Chancellor's predictions for Brexit: A price worth paying to quit EU?

Leave.EU says the chancellor's 'flimsy' predictions are a price worth paying Credit: PA

There hasn't been a great deal of reaction so far from the Leave campaign after George Osborne's 200-page Treasury document on the cost of Brexit.

Vote Leave issued a statement from the Tory MP John Redwood saying the document can't be trusted because it came from the same Treasury that tried in vain to save the ERM.

I did think delving back to the early 1990s to criticise the Treasury wasn't perhaps the Leave team playing their strongest hand.

So far the greatest criticism centres on whether we can really trust a prediction on the size of the economy in 15 years time, when the Treasury can get its predictions wrong in the four months between the chancellor's Autumn Statement and his Budget in March.
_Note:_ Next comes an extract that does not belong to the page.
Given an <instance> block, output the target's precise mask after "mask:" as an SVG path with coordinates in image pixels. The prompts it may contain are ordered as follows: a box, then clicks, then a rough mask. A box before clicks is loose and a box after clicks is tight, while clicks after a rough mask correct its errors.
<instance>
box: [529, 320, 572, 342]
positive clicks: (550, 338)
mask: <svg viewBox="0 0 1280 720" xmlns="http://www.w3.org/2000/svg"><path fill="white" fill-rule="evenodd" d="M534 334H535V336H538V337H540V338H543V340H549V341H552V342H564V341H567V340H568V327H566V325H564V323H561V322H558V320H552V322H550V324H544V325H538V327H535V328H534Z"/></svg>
The official leave campaign has given only a muted response to the chancellor's predictions Credit: PA

The grassroots Leave.EU group, however, has just issued a new take on the '£4,300 worse off' claim.

They say:

  • Osborne's flimsy worst-case scenario for Brexit works out at a cost of just 21p per person, per hour in exchange for national independence and secure borders

Leave.EU says it's a very small price to pay.

But it also noted the document is based on immigration staying at similar levels to what it is now.

That begs the question - will the reforms David Cameron secured in his summit in Brussels in February actually have any effect on the number of migrants who want to come to the UK?

At the time, critics suggested they would not.

And now it appears the government acknowledges that higher migration - and therefore higher GDP and productivity - is actually part of the reason why the economy will do better inside the EU than outside.